L’entente fait de Groupe Yvon Michel et Top Rank les deux copromoteurs d’Álvarez pour une durée de sept combats ou vingt-quatre mois à compter du combat revanche contre Sergey Kovalev, le 2 février prochain, à Frisco au Texas.

Álvarez défendra alors la ceinture des mi-lourds de la World Boxing Organization (WBO), qu’il a ravie au Russe le 4 août dernier dans l’un des combats de l’année sur la scène internationale.

Ce pacte garantit à Álvarez (24-0, 12 K.-O.) de toucher au moins un million de dollars américains par combat, en plus d’obtenir une part des revenus de billetterie et des ventes de la télévision à la carte.

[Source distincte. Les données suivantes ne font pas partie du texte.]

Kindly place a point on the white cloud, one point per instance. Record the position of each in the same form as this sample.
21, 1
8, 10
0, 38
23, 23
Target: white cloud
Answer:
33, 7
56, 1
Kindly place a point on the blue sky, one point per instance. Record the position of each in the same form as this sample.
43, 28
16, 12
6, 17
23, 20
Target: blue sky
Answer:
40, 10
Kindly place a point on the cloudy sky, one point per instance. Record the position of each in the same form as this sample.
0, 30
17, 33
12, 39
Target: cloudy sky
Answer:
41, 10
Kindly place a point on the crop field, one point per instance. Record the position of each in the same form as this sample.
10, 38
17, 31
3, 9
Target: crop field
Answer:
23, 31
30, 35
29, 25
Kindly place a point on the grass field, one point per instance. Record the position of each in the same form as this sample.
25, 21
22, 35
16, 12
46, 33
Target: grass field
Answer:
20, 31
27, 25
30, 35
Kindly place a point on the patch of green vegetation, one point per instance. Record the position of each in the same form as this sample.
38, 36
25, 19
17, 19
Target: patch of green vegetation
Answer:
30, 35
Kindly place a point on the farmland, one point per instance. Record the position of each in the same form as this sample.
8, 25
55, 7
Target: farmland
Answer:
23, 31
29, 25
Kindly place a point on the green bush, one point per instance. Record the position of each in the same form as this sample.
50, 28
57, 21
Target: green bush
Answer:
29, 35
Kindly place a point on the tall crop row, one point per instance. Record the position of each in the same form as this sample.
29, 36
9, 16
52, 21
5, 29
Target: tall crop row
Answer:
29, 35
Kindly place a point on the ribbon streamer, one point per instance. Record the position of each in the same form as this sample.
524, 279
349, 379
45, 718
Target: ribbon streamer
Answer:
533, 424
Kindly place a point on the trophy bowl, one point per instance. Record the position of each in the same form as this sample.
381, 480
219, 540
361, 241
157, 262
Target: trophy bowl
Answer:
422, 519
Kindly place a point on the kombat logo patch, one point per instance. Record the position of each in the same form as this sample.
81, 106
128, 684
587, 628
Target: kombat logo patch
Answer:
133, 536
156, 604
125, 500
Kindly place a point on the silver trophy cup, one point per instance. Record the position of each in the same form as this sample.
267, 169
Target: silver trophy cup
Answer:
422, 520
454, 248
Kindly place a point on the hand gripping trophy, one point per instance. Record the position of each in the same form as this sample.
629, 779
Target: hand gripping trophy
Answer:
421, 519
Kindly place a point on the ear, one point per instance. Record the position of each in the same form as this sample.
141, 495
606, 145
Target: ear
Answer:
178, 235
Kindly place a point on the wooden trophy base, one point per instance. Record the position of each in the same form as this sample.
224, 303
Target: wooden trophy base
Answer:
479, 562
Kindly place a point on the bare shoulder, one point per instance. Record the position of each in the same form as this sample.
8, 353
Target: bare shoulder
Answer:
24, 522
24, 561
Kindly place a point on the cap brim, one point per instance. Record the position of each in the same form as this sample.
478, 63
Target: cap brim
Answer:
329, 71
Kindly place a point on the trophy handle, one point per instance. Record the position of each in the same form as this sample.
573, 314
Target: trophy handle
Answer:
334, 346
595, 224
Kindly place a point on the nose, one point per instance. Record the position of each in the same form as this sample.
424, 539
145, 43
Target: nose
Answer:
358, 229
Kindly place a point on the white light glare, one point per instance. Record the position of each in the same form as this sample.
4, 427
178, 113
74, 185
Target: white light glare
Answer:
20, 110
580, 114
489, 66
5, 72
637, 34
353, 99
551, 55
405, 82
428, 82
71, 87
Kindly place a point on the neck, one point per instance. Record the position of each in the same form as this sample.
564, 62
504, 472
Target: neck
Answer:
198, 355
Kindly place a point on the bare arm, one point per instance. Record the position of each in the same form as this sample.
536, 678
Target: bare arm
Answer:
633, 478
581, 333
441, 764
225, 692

L’entente prévoit également au moins un combat par année au Québec pour le nouveau champion. S’il devait l’emporter le 2 février, son prochain duel aurait d’ailleurs lieu dans la Belle Province.

En plus de l’entente avec Top Rank, Álvarez a prolongé celle qui le liait déjà à GYM jusqu’en 2022. Qui plus est, Al Haymon, le puissant propriétaire de Premier Boxing Champions, est exclu de cette entente entre Álvarez, qui fait partie de son écurie, et Top Rank. « On a une entente à l’amiable avec Haymon au sujet de ce pacte », a précisé le gérant d’Álvarez, Stéphane Lépine.

Au fil des ans, plusieurs ont suggéré à Álvarez de quitter GYM, son entraîneur Marc Ramsay, ainsi que Lépine. Ces mauvais conseillers lui disaient alors que son entourage ne s’occupait pas suffisamment de lui. Il est heureux de ne pas les avoir écoutés.

« Je suis très fier du chemin que nous avons parcouru ensemble et d’être demeuré loyal envers tous ces gens », a affirmé celui qui désire faire venir sa famille de Colombie au cours de la prochaine année.

Álvarez et Ramsay s’envoleront d’ailleurs pour la Colombie dès dimanche afin de poursuivre leur camp d’entraînement pour le combat face à Kovalev. Le temps des Fêtes, Álvarez et Ramsay n’y goûteront pas.

« On a deux entraînements prévus le 24, suivis d’une course et d’une séance en gymnase le 25, a noté Ramsay. On s’entraîne aussi les 31 décembre et 1er janvier. Pour nous, ce sont des chiffres. Il aura congé les dimanches, mais ne me demandez pas quelle date c’est !

« On a un peu une “dream team” ici, avec Stéphane et Yvon. Il ne faut pas oublier que tout ceci est rendu possible grâce aux performances d’Eleider. Il faut assurer le même niveau de performances pour que cette belle histoire se poursuive. »

Le clan Álvarez retournera exactement au même endroit, à Bogota, où il avait peaufiné sa préparation en vue de l’affrontement du 4 août.

« C’est un quartier tough : tu ne sors pas seul le soir pour rien, a raconté Ramsay de leurs installations colombiennes. L’embourgeoisement est un danger qui guette les boxeurs. On aurait pu trouver un appartement, un quartier plus confortable, mais on voulait se retrouver exactement dans la même situation. J’aime ce genre de camp où nous n’avons que notre garde rapprochée autour de nous. »

GYM a également annoncé la signature d’un nouveau boxeur, le Camerounais Wilfried Seyi, médaillé d’argent des derniers Jeux du Commonwealth.

Il s’est incliné en huitièmes de finale aux Jeux olympiques de Rio de Janeiro.

Celui qui est dirigé par Stéphan Larouche est établi au Québec depuis trois mois. Il a d’ailleurs servi de partenaire d’entraînement à Jean Pascal en vue de son combat de championnat du monde de la World Boxing Association (WBA) face à Dmitry Bivol, en novembre dernier.

Seyi a livré deux combats chez les professionnels jusqu’ici, les remportant tous deux, dont un par K.-O., le 1er décembre. Il se bat pour l’instant chez les mi-lourds, mais l’objectif est de le redescendre chez les super-moyens, soit à 168.

À son dernier duel, il affichait d’ailleurs un poids de 172,5 livres, alors que la limite chez les mi-lourds et de 175.

Dicaire reçoit sa ceinture

Finalement, GYM a présenté à Marie-Ève Dicaire sa ceinture des super-mi-moyennes de l’International Boxing Federation (IBF), titre qu’elle a remporté face à l’Argentine Chris Namus.

GYM aimerait organiser un gala autour de la première défense de titre de Dicaire en mars. Le promoteur montréalais souhaite proposer à Namus un combat de championnat sur cette carte pour une autre ceinture.

Dicaire (14-0, 0 K.-O.) n’est pas tenue par contrat d’accorder une revanche à Namus.